Apache went boom. Diagnosis?
December 14, 2010 1:13 PM Subscribe
What the heck just happened to my Apache server?
posted by bhance to computers & internet (7 answers total)
I'm running an Apache 2.2 server on an HP Fedora Core box - a LAMP setup. This runs a CMS (SilverStripe) that does a smallish amount of traffic. Nothing huge, maybe a hundred visitors per day.
This morning I got a lovely "Hey the website is down" email.
So I then:
- Attempt to load site, it fails.
- Log in, several hundred httpd processes are running.
- Restart httpd, everything's happy.
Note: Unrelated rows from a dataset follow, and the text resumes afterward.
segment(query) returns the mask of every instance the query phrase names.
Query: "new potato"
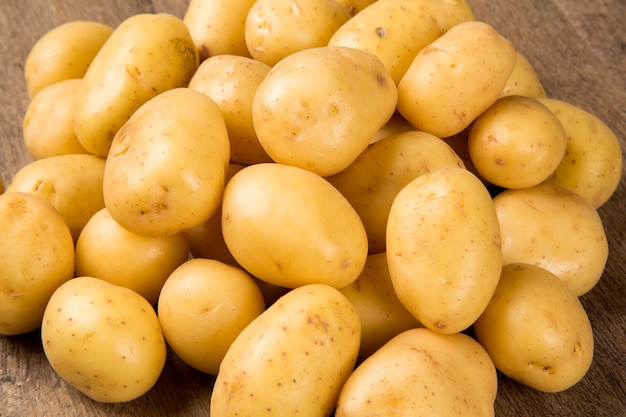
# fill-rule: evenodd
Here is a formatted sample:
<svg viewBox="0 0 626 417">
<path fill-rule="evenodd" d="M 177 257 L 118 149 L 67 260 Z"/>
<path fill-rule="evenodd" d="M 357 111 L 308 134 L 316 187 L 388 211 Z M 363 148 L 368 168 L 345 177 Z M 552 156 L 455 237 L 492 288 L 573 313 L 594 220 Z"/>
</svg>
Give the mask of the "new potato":
<svg viewBox="0 0 626 417">
<path fill-rule="evenodd" d="M 532 98 L 546 97 L 546 90 L 541 79 L 539 79 L 539 74 L 526 55 L 520 51 L 517 51 L 515 67 L 513 67 L 513 72 L 509 75 L 500 97 L 514 95 Z"/>
</svg>

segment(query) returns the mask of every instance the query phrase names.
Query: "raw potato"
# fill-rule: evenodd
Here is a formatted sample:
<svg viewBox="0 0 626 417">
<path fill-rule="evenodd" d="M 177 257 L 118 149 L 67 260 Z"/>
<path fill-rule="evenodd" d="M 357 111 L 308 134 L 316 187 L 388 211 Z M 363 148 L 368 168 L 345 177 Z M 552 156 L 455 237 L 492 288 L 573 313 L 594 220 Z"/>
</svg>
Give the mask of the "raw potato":
<svg viewBox="0 0 626 417">
<path fill-rule="evenodd" d="M 385 251 L 393 199 L 414 178 L 443 168 L 464 168 L 438 137 L 415 130 L 370 145 L 346 169 L 328 177 L 352 204 L 367 232 L 369 253 Z"/>
<path fill-rule="evenodd" d="M 378 0 L 344 23 L 328 45 L 376 55 L 398 84 L 419 51 L 471 20 L 474 14 L 465 0 Z"/>
<path fill-rule="evenodd" d="M 374 55 L 321 47 L 272 68 L 256 91 L 252 117 L 274 161 L 329 176 L 367 148 L 396 101 L 396 86 Z"/>
<path fill-rule="evenodd" d="M 150 237 L 206 222 L 221 202 L 229 146 L 222 112 L 206 94 L 159 94 L 113 139 L 103 184 L 111 216 Z"/>
<path fill-rule="evenodd" d="M 134 400 L 156 383 L 165 340 L 152 306 L 128 288 L 77 277 L 50 298 L 41 325 L 52 369 L 89 398 Z"/>
<path fill-rule="evenodd" d="M 250 55 L 270 67 L 294 52 L 328 45 L 350 12 L 334 0 L 257 0 L 246 18 Z"/>
<path fill-rule="evenodd" d="M 398 111 L 418 130 L 455 135 L 498 99 L 516 55 L 491 25 L 459 23 L 417 54 L 398 84 Z"/>
<path fill-rule="evenodd" d="M 507 96 L 472 122 L 467 141 L 481 177 L 503 188 L 528 188 L 559 166 L 567 137 L 559 119 L 538 100 Z"/>
<path fill-rule="evenodd" d="M 44 199 L 0 194 L 0 271 L 0 334 L 37 329 L 52 293 L 74 276 L 72 235 Z"/>
<path fill-rule="evenodd" d="M 28 96 L 33 98 L 59 81 L 82 78 L 112 33 L 112 27 L 87 20 L 63 23 L 46 32 L 24 62 Z"/>
<path fill-rule="evenodd" d="M 81 82 L 72 78 L 51 84 L 28 104 L 22 134 L 34 159 L 88 153 L 74 133 L 74 104 Z"/>
<path fill-rule="evenodd" d="M 602 219 L 591 204 L 554 185 L 505 190 L 493 199 L 502 232 L 503 263 L 540 266 L 581 296 L 595 286 L 608 259 Z"/>
<path fill-rule="evenodd" d="M 78 141 L 106 157 L 135 110 L 161 92 L 186 87 L 197 68 L 198 54 L 181 19 L 166 13 L 127 18 L 83 77 L 74 115 Z"/>
<path fill-rule="evenodd" d="M 230 159 L 251 165 L 272 162 L 254 130 L 252 101 L 270 67 L 235 55 L 208 58 L 189 81 L 189 88 L 205 93 L 219 106 L 228 129 Z"/>
<path fill-rule="evenodd" d="M 235 339 L 211 396 L 212 417 L 326 417 L 354 368 L 359 316 L 336 289 L 294 289 Z"/>
<path fill-rule="evenodd" d="M 29 193 L 48 201 L 76 241 L 91 216 L 104 207 L 104 167 L 104 159 L 91 154 L 38 159 L 15 174 L 7 191 Z"/>
<path fill-rule="evenodd" d="M 554 112 L 567 134 L 565 157 L 545 183 L 572 190 L 599 208 L 622 178 L 619 139 L 604 122 L 580 107 L 554 98 L 540 102 Z"/>
<path fill-rule="evenodd" d="M 211 56 L 249 57 L 246 17 L 255 0 L 191 0 L 183 22 L 189 29 L 200 62 Z"/>
<path fill-rule="evenodd" d="M 539 79 L 539 75 L 528 58 L 517 51 L 515 67 L 500 93 L 500 97 L 525 96 L 531 98 L 546 97 L 546 90 Z"/>
<path fill-rule="evenodd" d="M 593 359 L 593 332 L 582 304 L 557 276 L 534 265 L 502 269 L 474 330 L 498 370 L 539 391 L 570 388 Z"/>
<path fill-rule="evenodd" d="M 76 275 L 129 288 L 156 305 L 165 280 L 188 256 L 183 233 L 139 236 L 103 208 L 89 219 L 76 242 Z"/>
<path fill-rule="evenodd" d="M 185 363 L 213 375 L 235 338 L 263 311 L 254 279 L 214 259 L 191 259 L 173 271 L 158 304 L 168 345 Z"/>
<path fill-rule="evenodd" d="M 354 306 L 361 320 L 361 347 L 357 363 L 394 336 L 421 327 L 393 289 L 385 253 L 369 255 L 361 275 L 340 291 Z"/>
<path fill-rule="evenodd" d="M 463 334 L 407 330 L 350 375 L 336 417 L 492 417 L 496 369 L 483 347 Z"/>
<path fill-rule="evenodd" d="M 387 261 L 398 298 L 420 323 L 439 333 L 468 328 L 502 269 L 500 227 L 483 183 L 447 168 L 407 184 L 389 212 Z"/>
<path fill-rule="evenodd" d="M 355 14 L 361 12 L 370 4 L 376 2 L 376 0 L 336 0 L 337 3 L 341 4 L 343 7 L 348 9 L 348 13 L 350 16 L 354 16 Z"/>
<path fill-rule="evenodd" d="M 365 228 L 350 203 L 320 176 L 288 165 L 250 165 L 231 178 L 222 233 L 243 268 L 287 288 L 345 287 L 367 258 Z"/>
</svg>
Site loads now.
- Check netstat, and there's a block of about 10 IP's in the Phillipines that are scraping the website.
- I block the IP's, start looking at logs.
Here's what I'm curious abount - right when the server started losing its brains, the httpd access logs started listing accesses out of sync, like this (which was roughly from 8:09 to 8:18)
14/Dec/2010:08:09:53 -0800] "GET
14/Dec/2010:08:02:58 -0800] "GET
14/Dec/2010:08:09:57 -0800] "GET
14/Dec/2010:07:59:17 -0800] "GET
14/Dec/2010:06:58:41 -0800] "GET
14/Dec/2010:08:14:01 -0800] "GET
14/Dec/2010:08:14:02 -0800] "GET
14/Dec/2010:07:08:31 -0800] "GET
14/Dec/2010:08:16:02 -0800] "GET
14/Dec/2010:08:08:53 -0800] "GET
(... more of the same until I restarted httpd)
Reading up on this I see that apache only log sevents at the end of the request - so this means that many old httpd processes (07:59:17,06:58:41,07:08:31) were hanging out and finishing very late. I'm guessing there were several hundred of these.
So - what gives? Is this some horribly coded site scraper somewhere just eating up all my httpd processes - or was this an actual attack, something like Slowloris?